Adventurers Dive Log: Scuba Diving in St Kitts and Nevis

In 1493 Christopher Columbus named St. Christopher in honor of the patron saint of travelers. Now known as St Kitts, this island is home to 35000 Kittitians. Their sister island Nevis lies two miles to the South and is the home of 9000 Nevitians. Nevis derives its name from the Spanish phrase "Nuestro Senora del las Nieves"--in English, Our Lady of the Snows, because the permanent halo of white clouds shrouding the islands central peak suggested a snowcap to early Spanish sailors.
Both islands are of volcanic origin, made up of a central mountain mass rising from the sea, with dense tropical rainforest covering the summit and upper slopes. Basseterre the capital of St. Kitts is a good place to start your sight seeing tour. The Treasury building, situated in downtown Basseterre is one of the oldest colonial architectural buildings. The Berkley Memorial is the centerpiece of the circus; there is always a hub of activity here with taxi drivers, tourists and businessman bustling about. Situated on the edge of a tropical rainforest above Old Road Town, Romney Manner is an ideal stop for picture taking and shopping. A 17 Th century house and plantation, surrounded by 5 acres of gardens filled with exotic flowers, terraces and an old bell tower and an enormous 350 year old Saman Tree. It is also the home of the Caribelle Batic, where local artists create colorful fabric, fashions and wall hangings. Situated almost 800 feet above sea level Brimstone Hill fortress provides a magnificent view of the surrounding Caribbean Islands, including Nevis, Saba, St. Martin, St. Barts and Montserrat.

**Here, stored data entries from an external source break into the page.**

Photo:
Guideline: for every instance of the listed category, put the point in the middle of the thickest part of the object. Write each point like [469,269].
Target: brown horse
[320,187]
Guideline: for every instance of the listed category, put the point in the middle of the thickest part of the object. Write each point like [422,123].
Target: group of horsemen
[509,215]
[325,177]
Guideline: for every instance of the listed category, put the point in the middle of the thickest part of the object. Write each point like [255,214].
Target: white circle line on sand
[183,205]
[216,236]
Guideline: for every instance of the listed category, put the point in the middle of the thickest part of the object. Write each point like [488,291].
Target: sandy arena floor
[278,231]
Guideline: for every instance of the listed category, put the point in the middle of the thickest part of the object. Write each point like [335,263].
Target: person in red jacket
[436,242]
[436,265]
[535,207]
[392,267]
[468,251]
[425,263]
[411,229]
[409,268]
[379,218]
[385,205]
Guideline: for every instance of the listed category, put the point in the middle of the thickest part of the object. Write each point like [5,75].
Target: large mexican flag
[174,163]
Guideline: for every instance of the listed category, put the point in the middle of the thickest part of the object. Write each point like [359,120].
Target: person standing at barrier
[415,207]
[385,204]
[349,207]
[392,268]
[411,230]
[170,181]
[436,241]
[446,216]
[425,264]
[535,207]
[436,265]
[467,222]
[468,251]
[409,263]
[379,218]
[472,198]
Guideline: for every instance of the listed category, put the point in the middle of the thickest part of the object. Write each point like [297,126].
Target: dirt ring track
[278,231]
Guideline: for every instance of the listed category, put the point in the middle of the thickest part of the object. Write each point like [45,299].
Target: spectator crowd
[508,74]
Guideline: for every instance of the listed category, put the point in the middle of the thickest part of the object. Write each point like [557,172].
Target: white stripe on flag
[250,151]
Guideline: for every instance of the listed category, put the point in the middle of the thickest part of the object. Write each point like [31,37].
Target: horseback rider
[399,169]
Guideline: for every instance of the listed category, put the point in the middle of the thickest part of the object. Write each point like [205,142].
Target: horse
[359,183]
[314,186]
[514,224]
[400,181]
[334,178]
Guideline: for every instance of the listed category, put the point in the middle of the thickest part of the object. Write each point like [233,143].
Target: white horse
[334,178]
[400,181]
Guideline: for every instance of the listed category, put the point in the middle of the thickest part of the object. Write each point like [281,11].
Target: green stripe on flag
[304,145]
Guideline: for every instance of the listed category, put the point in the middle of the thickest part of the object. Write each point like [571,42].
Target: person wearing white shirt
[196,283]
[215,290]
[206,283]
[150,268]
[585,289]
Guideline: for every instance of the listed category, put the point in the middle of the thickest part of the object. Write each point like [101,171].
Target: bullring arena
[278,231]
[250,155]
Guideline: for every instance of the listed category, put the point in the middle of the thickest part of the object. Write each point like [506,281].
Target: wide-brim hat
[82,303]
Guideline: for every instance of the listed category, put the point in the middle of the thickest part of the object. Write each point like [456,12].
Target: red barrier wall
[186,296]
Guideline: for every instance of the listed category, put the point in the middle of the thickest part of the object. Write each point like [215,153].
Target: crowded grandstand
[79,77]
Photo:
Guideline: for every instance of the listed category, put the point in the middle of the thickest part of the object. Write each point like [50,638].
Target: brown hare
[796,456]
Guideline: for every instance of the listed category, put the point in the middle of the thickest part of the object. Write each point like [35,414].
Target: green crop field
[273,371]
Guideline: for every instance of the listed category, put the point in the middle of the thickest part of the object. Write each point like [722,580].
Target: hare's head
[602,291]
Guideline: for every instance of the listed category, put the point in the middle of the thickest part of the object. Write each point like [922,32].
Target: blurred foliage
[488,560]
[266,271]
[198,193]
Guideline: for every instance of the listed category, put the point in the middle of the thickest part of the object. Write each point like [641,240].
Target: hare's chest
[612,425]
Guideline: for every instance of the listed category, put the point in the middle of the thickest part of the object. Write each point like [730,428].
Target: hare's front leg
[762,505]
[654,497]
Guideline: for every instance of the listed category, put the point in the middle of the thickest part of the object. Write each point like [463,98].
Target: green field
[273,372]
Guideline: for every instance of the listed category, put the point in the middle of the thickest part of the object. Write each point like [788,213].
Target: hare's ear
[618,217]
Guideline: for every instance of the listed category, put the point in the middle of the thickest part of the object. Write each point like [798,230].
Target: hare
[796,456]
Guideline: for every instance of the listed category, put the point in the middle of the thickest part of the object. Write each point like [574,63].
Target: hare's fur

Built from black volcanic rock known as brimstone, the fort was built by slave labor over a period of a 100 years. The two most memorable dives in St Kitts are the wrecks of the River Taw and the wreck of the Talata. Lying in only 50 feet of water the 144 feet long freighter River Taw. Although it only sank in 1978, encrusting sponges and corals have taken a hold on the hull. Schools of blackbar soldierfish, blue tangs and butterfly fish are commonly seen. The freighter M/V Talata sank in 1975. It has become the home to a growing population of marine life including large nurse sharks, stingrays, turtles and octopus. Other dive sites include Sandy Point Bay, Nags Head, Grid Iron and Monkey Schoals. There are four dive operators on St Kitts: Kenneth's Dive Centre, Ocean Terrace Inn Dive Centre, Pro-Divers and St. Kitts Scuba. There are two dive operators on Nevis: SCUBA Safaris and Dive Nevis. The liveaboard M/V Caribbean Explorer also makes weekly visits to the islands.